Not sure what those reasons are? Here are three with which to start.

Reason #1: You have something to offer, even if you think you don’t.

This spring, Peter Thomson, a digital strategy expert with nearly 15 years experience, wrote about his decision to become a mentor for growing startup companies in an article for Inc.com.

Said Thomson:

“Mentoring makes you realize how far you’ve come in your own career and how much value you can add. You may actually know more than you realize you do. The best way to really test if you understand something is to try and explain it in simple enough terms that someone can act on it. Mentoring challenged me to articulate the lessons that I’ve learned from my own career in a clearer and more helpful manner.”

Allow me to echo the key lesson that Thomson imparts: You know more than you realize.

Reason #2: You will learn more than you can imagine.

I’ve learned that forming relationships with someone who is younger (and who has likely had different experiences) will teach you more about a topic with which you’re less familiar. After all, remember these wise words from Henry Ford who said: “Anyone who stops learning is old, whether at twenty or eighty. Anyone who keeps learning stays young.”

Reason #3: Your network will become greatly enriched.

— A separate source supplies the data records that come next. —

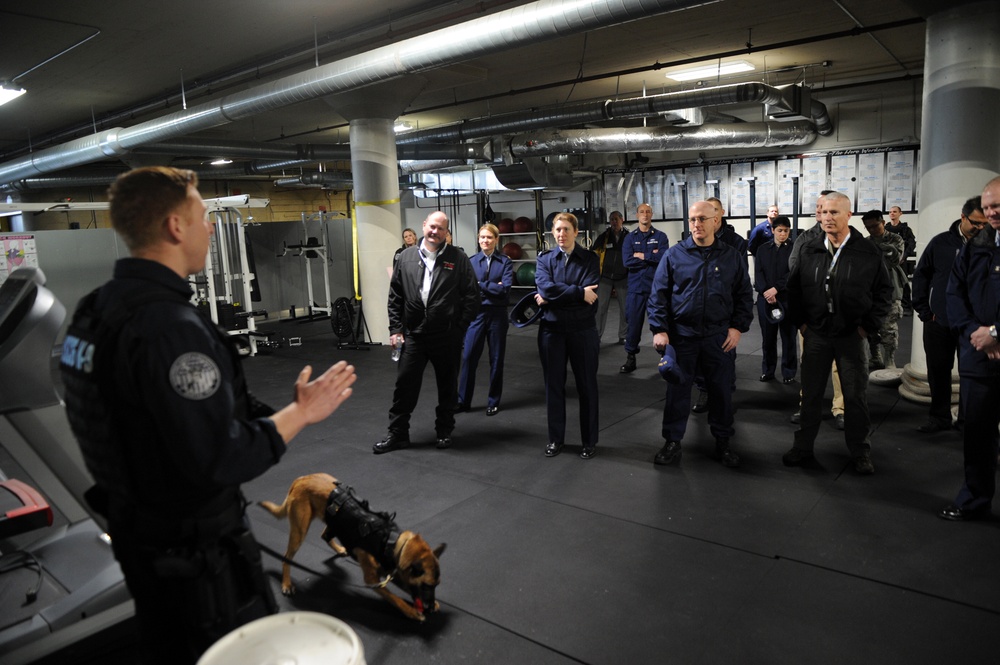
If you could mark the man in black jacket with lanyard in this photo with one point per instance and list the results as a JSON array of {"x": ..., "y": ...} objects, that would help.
[
  {"x": 930, "y": 285},
  {"x": 614, "y": 274},
  {"x": 433, "y": 297},
  {"x": 157, "y": 399},
  {"x": 974, "y": 312},
  {"x": 838, "y": 294}
]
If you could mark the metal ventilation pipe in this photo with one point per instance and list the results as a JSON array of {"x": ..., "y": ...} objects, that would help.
[
  {"x": 663, "y": 139},
  {"x": 599, "y": 111},
  {"x": 308, "y": 152},
  {"x": 544, "y": 19}
]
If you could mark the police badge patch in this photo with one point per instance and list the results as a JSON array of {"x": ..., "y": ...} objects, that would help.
[{"x": 195, "y": 376}]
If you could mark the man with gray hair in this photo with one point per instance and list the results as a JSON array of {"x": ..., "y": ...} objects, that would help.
[{"x": 839, "y": 294}]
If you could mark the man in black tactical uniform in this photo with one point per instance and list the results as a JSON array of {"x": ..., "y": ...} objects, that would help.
[{"x": 158, "y": 401}]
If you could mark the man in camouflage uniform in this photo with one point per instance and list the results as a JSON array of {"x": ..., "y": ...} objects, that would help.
[{"x": 892, "y": 247}]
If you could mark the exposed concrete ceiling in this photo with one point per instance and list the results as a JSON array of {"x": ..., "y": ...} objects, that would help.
[{"x": 131, "y": 62}]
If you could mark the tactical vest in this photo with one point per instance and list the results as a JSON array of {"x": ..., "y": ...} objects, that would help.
[
  {"x": 355, "y": 525},
  {"x": 86, "y": 367}
]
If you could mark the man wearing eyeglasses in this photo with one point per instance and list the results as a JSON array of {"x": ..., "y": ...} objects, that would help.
[
  {"x": 883, "y": 352},
  {"x": 763, "y": 233},
  {"x": 930, "y": 282},
  {"x": 642, "y": 250},
  {"x": 839, "y": 294},
  {"x": 974, "y": 312},
  {"x": 701, "y": 303}
]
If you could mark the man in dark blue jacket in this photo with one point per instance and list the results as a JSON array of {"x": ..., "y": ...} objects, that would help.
[
  {"x": 642, "y": 250},
  {"x": 974, "y": 311},
  {"x": 433, "y": 297},
  {"x": 839, "y": 294},
  {"x": 763, "y": 233},
  {"x": 930, "y": 282},
  {"x": 701, "y": 303},
  {"x": 495, "y": 275},
  {"x": 770, "y": 278}
]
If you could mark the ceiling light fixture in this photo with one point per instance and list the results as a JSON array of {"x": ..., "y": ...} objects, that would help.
[
  {"x": 711, "y": 71},
  {"x": 10, "y": 92}
]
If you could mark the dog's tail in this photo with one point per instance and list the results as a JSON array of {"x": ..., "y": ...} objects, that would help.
[{"x": 281, "y": 512}]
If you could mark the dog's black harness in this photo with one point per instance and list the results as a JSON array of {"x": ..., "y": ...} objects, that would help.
[{"x": 355, "y": 525}]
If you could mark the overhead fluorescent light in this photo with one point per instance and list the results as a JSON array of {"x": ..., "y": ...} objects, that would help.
[
  {"x": 10, "y": 92},
  {"x": 711, "y": 71}
]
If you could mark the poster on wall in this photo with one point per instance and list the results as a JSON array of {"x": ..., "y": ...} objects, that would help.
[
  {"x": 815, "y": 176},
  {"x": 719, "y": 173},
  {"x": 787, "y": 168},
  {"x": 672, "y": 182},
  {"x": 899, "y": 180},
  {"x": 654, "y": 191},
  {"x": 739, "y": 191},
  {"x": 844, "y": 176},
  {"x": 18, "y": 252},
  {"x": 695, "y": 178},
  {"x": 614, "y": 193},
  {"x": 871, "y": 181},
  {"x": 766, "y": 186}
]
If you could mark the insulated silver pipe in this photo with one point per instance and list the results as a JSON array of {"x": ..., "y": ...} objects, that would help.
[
  {"x": 544, "y": 19},
  {"x": 315, "y": 152},
  {"x": 604, "y": 110},
  {"x": 663, "y": 139}
]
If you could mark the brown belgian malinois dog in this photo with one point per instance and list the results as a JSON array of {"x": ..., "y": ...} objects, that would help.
[{"x": 372, "y": 539}]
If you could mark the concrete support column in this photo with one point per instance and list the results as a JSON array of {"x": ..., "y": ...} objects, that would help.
[
  {"x": 959, "y": 142},
  {"x": 376, "y": 197}
]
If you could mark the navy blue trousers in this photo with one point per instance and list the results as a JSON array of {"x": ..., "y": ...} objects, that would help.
[
  {"x": 980, "y": 396},
  {"x": 769, "y": 347},
  {"x": 940, "y": 345},
  {"x": 489, "y": 327},
  {"x": 717, "y": 369},
  {"x": 635, "y": 316},
  {"x": 580, "y": 346}
]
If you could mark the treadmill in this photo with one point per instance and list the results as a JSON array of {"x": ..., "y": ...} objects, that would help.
[{"x": 60, "y": 586}]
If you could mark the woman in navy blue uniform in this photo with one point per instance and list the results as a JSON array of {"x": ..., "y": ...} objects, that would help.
[
  {"x": 495, "y": 274},
  {"x": 770, "y": 276},
  {"x": 567, "y": 279}
]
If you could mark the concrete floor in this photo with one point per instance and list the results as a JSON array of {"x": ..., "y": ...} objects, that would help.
[{"x": 614, "y": 560}]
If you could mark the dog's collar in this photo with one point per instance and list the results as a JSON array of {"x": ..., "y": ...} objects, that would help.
[{"x": 396, "y": 550}]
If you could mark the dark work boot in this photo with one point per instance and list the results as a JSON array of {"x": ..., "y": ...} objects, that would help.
[{"x": 629, "y": 365}]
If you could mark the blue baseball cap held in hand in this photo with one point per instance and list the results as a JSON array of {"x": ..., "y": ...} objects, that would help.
[
  {"x": 775, "y": 312},
  {"x": 669, "y": 369},
  {"x": 526, "y": 311}
]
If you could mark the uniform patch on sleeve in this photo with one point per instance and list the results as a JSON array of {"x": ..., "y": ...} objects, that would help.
[{"x": 195, "y": 376}]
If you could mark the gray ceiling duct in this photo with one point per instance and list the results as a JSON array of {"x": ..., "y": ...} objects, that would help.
[
  {"x": 309, "y": 152},
  {"x": 663, "y": 139},
  {"x": 544, "y": 19},
  {"x": 634, "y": 107}
]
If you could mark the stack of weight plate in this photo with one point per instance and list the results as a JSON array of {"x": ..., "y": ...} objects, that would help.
[{"x": 913, "y": 385}]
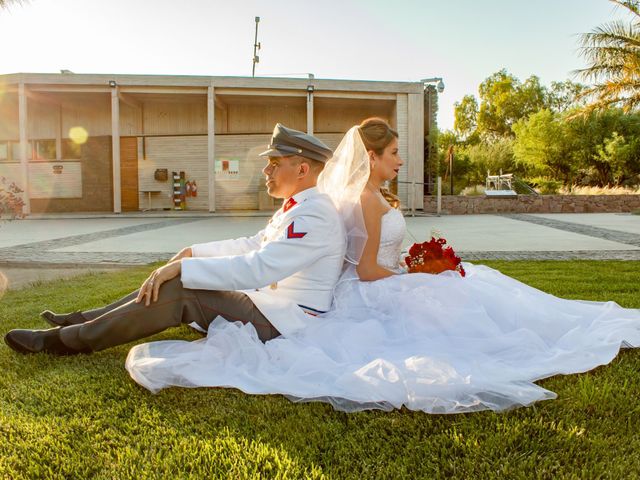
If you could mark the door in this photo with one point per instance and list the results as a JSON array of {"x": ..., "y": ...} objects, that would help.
[{"x": 129, "y": 173}]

Although you may already have a thriving professional network at this stage in your career, a mentor-mentee relationship offers different pathways to forging connections that could benefit you, too. For example, working parents who volunteer with kids might find that those mentoring relationships will help them forge relationships with other parents who, in turn, could help provide a support system in other aspects of life.

The upshot: Embrace what you have to give, and you’ll be surprised what you get in return.